Zerbrowski met me on the steps leading into the squad room. "If that dress was slit any higher, it'd be a shirt," he said.
I looked him up and down. His pale blue shirt was coming untucked from a pair of dark green dress slacks, his tie so loose, it looked like a bulky necklace. "Jeez, Zerbrowski, is Katie mad at you?"
He frowned. "No, why?"
I motioned at the tie that matched neither shirt nor slacks. "She let you wear this out where people could see you."
He grinned. "I dressed in the dark."
I touched the black-figured tie. "That I believe."
But it didn't faze him. He pushed the door open to the squad room with a flourish. He beamed at me. "Beauty before age."
It was my turn to frown. "What are you up to, Zerbrowski?"
He gave me innocent eyes. "Me, up to something?"
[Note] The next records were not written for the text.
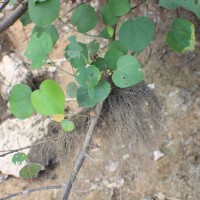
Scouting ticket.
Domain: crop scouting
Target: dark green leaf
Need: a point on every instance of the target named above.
(88, 76)
(84, 18)
(49, 99)
(18, 158)
(100, 63)
(51, 30)
(93, 47)
(107, 17)
(67, 125)
(119, 7)
(43, 13)
(181, 38)
(71, 89)
(25, 19)
(111, 57)
(84, 100)
(101, 91)
(31, 170)
(20, 101)
(137, 34)
(38, 49)
(107, 32)
(128, 72)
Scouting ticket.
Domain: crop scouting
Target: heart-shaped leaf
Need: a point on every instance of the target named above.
(101, 91)
(136, 34)
(43, 13)
(18, 158)
(128, 72)
(38, 49)
(84, 18)
(67, 125)
(31, 170)
(181, 38)
(49, 99)
(20, 101)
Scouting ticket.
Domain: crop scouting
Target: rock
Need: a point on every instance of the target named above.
(158, 155)
(17, 133)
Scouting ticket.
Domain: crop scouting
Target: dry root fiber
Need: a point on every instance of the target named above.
(134, 112)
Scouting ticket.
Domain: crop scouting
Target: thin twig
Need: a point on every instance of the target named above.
(14, 16)
(83, 152)
(25, 192)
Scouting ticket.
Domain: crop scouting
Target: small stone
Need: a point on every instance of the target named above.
(158, 155)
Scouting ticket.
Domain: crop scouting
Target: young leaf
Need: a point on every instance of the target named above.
(128, 72)
(136, 34)
(100, 63)
(51, 30)
(25, 19)
(84, 18)
(88, 77)
(67, 125)
(116, 44)
(169, 4)
(20, 101)
(101, 91)
(82, 60)
(119, 7)
(107, 32)
(107, 17)
(93, 47)
(71, 89)
(111, 57)
(181, 38)
(18, 158)
(43, 13)
(38, 49)
(31, 170)
(83, 98)
(49, 99)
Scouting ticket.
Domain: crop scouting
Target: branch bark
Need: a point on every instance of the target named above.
(83, 153)
(25, 192)
(13, 17)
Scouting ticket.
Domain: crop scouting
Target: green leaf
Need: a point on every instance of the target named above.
(192, 5)
(116, 44)
(31, 170)
(43, 13)
(169, 4)
(20, 101)
(119, 7)
(83, 98)
(136, 34)
(88, 76)
(82, 60)
(111, 57)
(84, 18)
(51, 30)
(38, 49)
(49, 99)
(67, 125)
(181, 38)
(100, 63)
(128, 72)
(71, 89)
(93, 47)
(107, 17)
(18, 158)
(107, 32)
(101, 91)
(25, 19)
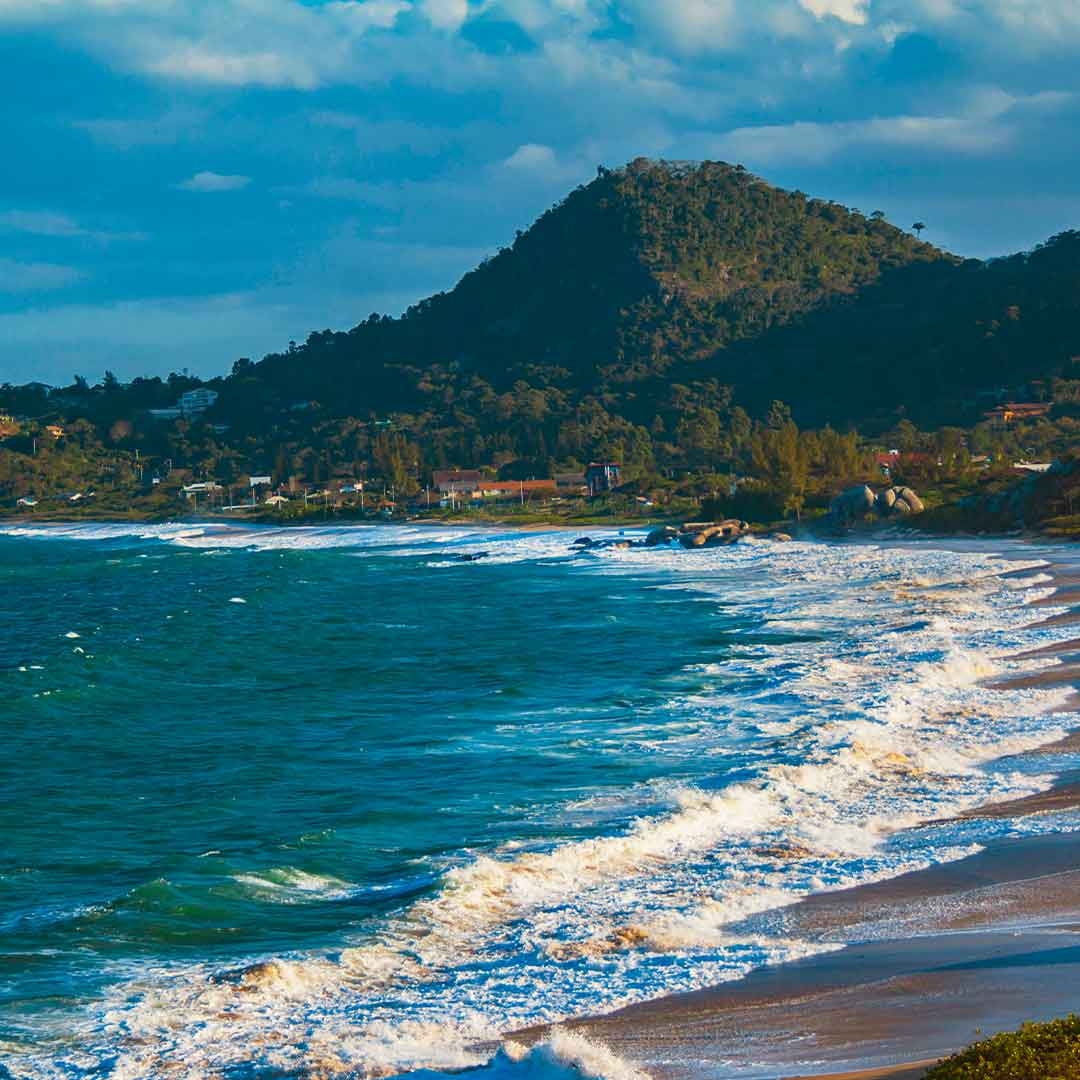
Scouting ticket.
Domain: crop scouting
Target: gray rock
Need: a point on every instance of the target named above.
(912, 499)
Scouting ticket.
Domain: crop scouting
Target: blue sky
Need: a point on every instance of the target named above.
(187, 181)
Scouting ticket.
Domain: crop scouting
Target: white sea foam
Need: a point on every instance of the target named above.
(872, 718)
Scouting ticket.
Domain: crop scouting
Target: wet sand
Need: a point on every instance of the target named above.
(925, 963)
(946, 956)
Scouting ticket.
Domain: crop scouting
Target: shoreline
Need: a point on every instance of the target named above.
(929, 961)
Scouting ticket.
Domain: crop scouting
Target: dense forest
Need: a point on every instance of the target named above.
(659, 315)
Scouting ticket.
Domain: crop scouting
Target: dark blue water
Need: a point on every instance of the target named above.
(442, 796)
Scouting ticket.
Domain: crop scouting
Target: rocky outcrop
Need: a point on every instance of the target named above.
(711, 534)
(698, 534)
(858, 502)
(661, 536)
(853, 504)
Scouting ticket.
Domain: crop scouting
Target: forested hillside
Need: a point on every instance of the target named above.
(684, 320)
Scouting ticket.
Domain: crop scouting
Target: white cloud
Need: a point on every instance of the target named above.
(987, 121)
(446, 14)
(847, 11)
(532, 158)
(17, 277)
(214, 181)
(41, 223)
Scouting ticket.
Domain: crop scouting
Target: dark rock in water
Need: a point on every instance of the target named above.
(886, 500)
(853, 503)
(856, 502)
(711, 534)
(662, 536)
(912, 499)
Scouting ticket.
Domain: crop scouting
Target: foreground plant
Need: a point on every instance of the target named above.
(1036, 1052)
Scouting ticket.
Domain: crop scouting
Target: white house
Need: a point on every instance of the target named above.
(196, 402)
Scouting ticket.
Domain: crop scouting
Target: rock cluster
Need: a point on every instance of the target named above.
(698, 534)
(856, 502)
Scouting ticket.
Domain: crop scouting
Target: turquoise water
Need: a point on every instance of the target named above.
(279, 800)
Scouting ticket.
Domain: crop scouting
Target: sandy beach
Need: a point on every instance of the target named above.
(926, 963)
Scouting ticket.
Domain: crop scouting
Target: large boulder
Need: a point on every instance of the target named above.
(886, 500)
(711, 534)
(852, 504)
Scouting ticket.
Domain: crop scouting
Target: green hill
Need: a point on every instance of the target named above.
(644, 272)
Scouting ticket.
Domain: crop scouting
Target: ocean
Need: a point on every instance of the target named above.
(337, 801)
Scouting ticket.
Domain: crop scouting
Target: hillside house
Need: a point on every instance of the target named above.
(457, 481)
(603, 476)
(515, 488)
(1011, 412)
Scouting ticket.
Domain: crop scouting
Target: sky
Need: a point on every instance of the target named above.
(187, 181)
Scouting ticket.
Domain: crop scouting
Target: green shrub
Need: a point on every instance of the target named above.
(1036, 1052)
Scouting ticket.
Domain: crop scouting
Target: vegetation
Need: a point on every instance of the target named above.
(1036, 1052)
(659, 316)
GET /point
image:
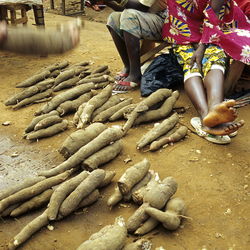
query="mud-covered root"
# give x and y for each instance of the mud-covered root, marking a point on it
(154, 98)
(100, 69)
(105, 72)
(78, 113)
(115, 197)
(33, 190)
(159, 194)
(95, 80)
(69, 83)
(24, 184)
(132, 176)
(72, 105)
(108, 136)
(138, 195)
(158, 131)
(39, 97)
(103, 156)
(80, 138)
(112, 101)
(104, 115)
(66, 75)
(147, 226)
(141, 244)
(29, 92)
(70, 94)
(34, 203)
(47, 122)
(8, 210)
(94, 103)
(160, 113)
(90, 199)
(31, 228)
(179, 134)
(61, 192)
(120, 114)
(137, 218)
(142, 183)
(47, 132)
(57, 66)
(110, 237)
(109, 175)
(34, 79)
(86, 187)
(37, 119)
(170, 219)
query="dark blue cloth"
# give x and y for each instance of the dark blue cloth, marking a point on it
(163, 72)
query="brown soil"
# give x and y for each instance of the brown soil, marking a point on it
(213, 179)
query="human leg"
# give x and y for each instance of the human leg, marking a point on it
(113, 25)
(137, 25)
(207, 95)
(220, 117)
(235, 70)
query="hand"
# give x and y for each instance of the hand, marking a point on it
(198, 56)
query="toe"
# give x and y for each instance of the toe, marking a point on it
(230, 103)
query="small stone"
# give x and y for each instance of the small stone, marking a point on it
(229, 211)
(123, 205)
(194, 159)
(6, 123)
(127, 160)
(50, 227)
(14, 155)
(219, 235)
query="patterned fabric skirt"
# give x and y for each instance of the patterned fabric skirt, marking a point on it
(142, 25)
(214, 58)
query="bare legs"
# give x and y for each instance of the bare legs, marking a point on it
(207, 98)
(129, 51)
(234, 74)
(121, 48)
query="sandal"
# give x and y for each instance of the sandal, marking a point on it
(124, 86)
(120, 76)
(218, 139)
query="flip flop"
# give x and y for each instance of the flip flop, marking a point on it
(131, 85)
(121, 76)
(218, 139)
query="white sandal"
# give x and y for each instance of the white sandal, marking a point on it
(218, 139)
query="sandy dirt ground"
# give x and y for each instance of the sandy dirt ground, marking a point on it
(213, 179)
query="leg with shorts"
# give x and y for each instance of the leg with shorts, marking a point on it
(127, 28)
(205, 89)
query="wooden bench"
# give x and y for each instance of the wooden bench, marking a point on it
(9, 12)
(64, 10)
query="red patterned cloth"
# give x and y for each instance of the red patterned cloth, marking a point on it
(194, 21)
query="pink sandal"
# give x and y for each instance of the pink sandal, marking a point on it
(121, 76)
(124, 86)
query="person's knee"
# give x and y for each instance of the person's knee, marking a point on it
(129, 14)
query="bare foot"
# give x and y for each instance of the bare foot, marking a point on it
(224, 129)
(3, 31)
(74, 31)
(221, 113)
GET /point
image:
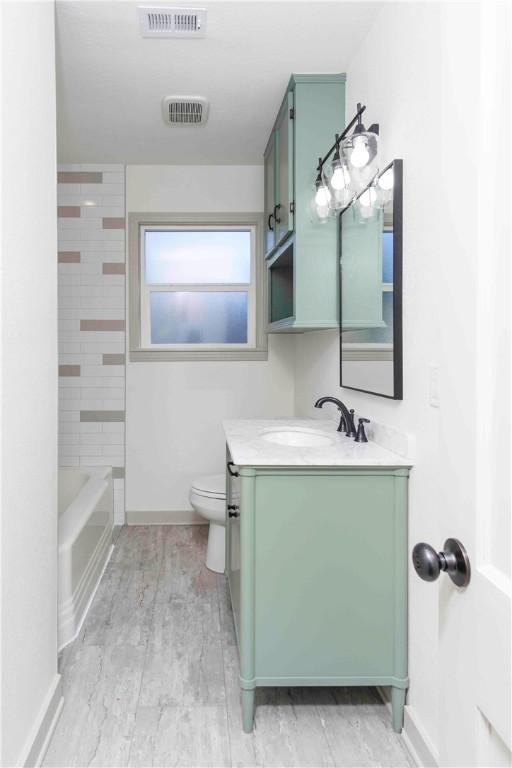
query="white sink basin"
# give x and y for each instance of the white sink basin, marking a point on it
(298, 437)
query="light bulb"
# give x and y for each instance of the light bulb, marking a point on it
(386, 180)
(360, 155)
(322, 196)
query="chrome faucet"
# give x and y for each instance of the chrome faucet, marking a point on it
(347, 417)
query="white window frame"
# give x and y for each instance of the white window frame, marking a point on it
(141, 348)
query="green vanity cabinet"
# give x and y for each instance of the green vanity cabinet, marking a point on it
(301, 253)
(316, 562)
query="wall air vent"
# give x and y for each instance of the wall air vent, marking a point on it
(172, 22)
(184, 110)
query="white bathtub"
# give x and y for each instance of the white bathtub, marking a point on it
(85, 542)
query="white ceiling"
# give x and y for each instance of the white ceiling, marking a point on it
(110, 80)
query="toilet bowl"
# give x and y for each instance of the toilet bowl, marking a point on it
(208, 498)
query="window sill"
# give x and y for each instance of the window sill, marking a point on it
(168, 355)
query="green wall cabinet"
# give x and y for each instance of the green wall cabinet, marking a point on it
(316, 561)
(301, 253)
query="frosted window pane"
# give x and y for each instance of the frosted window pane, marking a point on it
(198, 257)
(196, 317)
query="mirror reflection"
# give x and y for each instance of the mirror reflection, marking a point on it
(371, 287)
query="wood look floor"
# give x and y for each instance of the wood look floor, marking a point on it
(152, 679)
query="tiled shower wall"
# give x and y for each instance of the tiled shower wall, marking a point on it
(91, 218)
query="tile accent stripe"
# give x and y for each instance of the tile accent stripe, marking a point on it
(91, 210)
(102, 325)
(105, 416)
(69, 257)
(69, 370)
(113, 359)
(113, 268)
(68, 211)
(79, 177)
(113, 223)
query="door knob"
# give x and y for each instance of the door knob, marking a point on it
(454, 560)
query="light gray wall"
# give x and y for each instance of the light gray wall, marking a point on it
(174, 410)
(29, 376)
(401, 73)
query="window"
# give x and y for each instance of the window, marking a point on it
(196, 287)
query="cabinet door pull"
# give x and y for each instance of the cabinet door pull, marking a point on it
(233, 510)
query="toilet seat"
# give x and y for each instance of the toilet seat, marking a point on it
(210, 486)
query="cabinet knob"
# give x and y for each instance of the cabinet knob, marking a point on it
(454, 560)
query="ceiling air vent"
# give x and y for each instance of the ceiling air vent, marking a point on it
(184, 110)
(172, 22)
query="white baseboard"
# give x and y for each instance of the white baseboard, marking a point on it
(416, 740)
(37, 743)
(164, 517)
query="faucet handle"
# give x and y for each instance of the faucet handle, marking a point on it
(361, 434)
(351, 429)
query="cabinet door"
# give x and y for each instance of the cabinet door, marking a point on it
(284, 208)
(270, 196)
(233, 546)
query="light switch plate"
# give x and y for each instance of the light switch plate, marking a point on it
(435, 386)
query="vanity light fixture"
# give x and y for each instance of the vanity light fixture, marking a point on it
(322, 199)
(360, 152)
(339, 180)
(353, 166)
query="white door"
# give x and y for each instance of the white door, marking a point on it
(475, 681)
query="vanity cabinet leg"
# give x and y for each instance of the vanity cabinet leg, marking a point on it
(397, 707)
(247, 709)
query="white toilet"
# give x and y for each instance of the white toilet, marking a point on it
(208, 498)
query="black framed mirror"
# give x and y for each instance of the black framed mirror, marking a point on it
(370, 243)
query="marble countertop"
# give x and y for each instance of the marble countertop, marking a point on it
(248, 448)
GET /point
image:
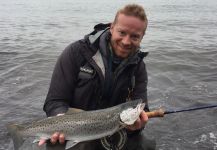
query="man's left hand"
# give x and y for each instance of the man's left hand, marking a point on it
(139, 123)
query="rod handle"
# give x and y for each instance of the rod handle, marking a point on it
(155, 113)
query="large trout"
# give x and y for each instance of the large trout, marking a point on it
(80, 126)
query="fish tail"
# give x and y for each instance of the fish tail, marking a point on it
(14, 131)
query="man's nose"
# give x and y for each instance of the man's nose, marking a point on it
(126, 40)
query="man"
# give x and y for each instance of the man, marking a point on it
(104, 69)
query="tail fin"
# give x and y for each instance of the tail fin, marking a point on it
(14, 131)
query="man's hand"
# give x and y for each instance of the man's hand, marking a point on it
(54, 138)
(140, 122)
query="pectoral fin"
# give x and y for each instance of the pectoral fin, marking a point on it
(70, 144)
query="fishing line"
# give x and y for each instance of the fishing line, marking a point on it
(161, 112)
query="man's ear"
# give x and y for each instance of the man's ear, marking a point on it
(111, 27)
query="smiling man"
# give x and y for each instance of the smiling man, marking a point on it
(104, 69)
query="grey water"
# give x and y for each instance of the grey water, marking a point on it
(182, 63)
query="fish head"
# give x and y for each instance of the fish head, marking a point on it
(130, 115)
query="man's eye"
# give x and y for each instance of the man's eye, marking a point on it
(135, 37)
(122, 33)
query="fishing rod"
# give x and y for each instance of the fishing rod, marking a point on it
(161, 112)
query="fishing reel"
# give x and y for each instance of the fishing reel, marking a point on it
(115, 141)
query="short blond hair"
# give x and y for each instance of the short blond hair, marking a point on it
(132, 10)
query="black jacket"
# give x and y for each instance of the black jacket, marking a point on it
(81, 78)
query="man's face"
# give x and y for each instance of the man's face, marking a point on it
(127, 34)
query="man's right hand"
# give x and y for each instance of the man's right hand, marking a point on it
(54, 138)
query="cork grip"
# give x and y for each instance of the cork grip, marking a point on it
(155, 113)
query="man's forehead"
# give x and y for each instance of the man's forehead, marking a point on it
(130, 22)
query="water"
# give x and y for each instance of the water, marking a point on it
(182, 64)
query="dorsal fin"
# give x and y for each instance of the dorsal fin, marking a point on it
(73, 110)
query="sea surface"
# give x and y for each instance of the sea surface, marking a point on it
(182, 63)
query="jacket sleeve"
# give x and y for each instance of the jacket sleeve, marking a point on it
(141, 81)
(62, 82)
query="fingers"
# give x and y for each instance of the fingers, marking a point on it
(137, 125)
(41, 142)
(62, 138)
(55, 137)
(143, 118)
(140, 122)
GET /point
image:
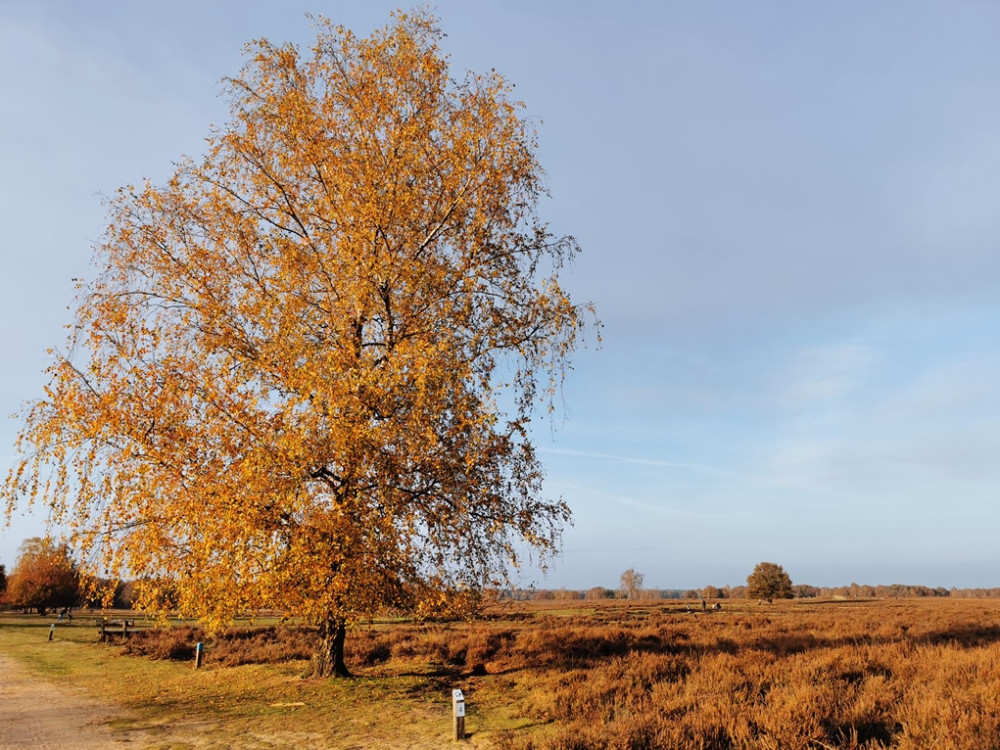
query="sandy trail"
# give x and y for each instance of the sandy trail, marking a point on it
(43, 715)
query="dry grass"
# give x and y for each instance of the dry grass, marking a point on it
(617, 676)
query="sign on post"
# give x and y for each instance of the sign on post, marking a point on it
(458, 711)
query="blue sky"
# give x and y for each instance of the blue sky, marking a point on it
(790, 223)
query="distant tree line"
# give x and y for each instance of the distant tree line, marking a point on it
(710, 592)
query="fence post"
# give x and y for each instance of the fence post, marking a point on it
(458, 713)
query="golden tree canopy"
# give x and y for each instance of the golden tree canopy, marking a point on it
(304, 373)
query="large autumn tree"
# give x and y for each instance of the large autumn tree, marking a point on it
(305, 372)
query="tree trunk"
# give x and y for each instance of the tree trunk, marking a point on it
(328, 661)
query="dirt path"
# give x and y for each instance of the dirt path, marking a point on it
(43, 715)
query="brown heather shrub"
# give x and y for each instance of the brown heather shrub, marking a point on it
(265, 645)
(610, 675)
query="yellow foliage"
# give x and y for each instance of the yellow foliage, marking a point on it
(283, 387)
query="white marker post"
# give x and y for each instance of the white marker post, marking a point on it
(458, 711)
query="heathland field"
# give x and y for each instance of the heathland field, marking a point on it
(807, 674)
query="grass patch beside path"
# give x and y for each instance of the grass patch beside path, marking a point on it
(251, 706)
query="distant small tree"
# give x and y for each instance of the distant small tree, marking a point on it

I shook my head and walked through the door. There was a stuffed toy penguin on every desk. Everyone answered phones, filed, worked on their computers. No one paid me any attention. Just the penguins sitting on every desk. It had been almost a year since Dolph and Zerbrowski had seen my penguin collection. The teasing didn't start right away; I thought I was safe. When Zerbrowski got back off sick leave after the new year, the penguins had started showing up at every creme scene. On my car seat, in my trunk. They must have spent a couple of hundred dollars on the things by now.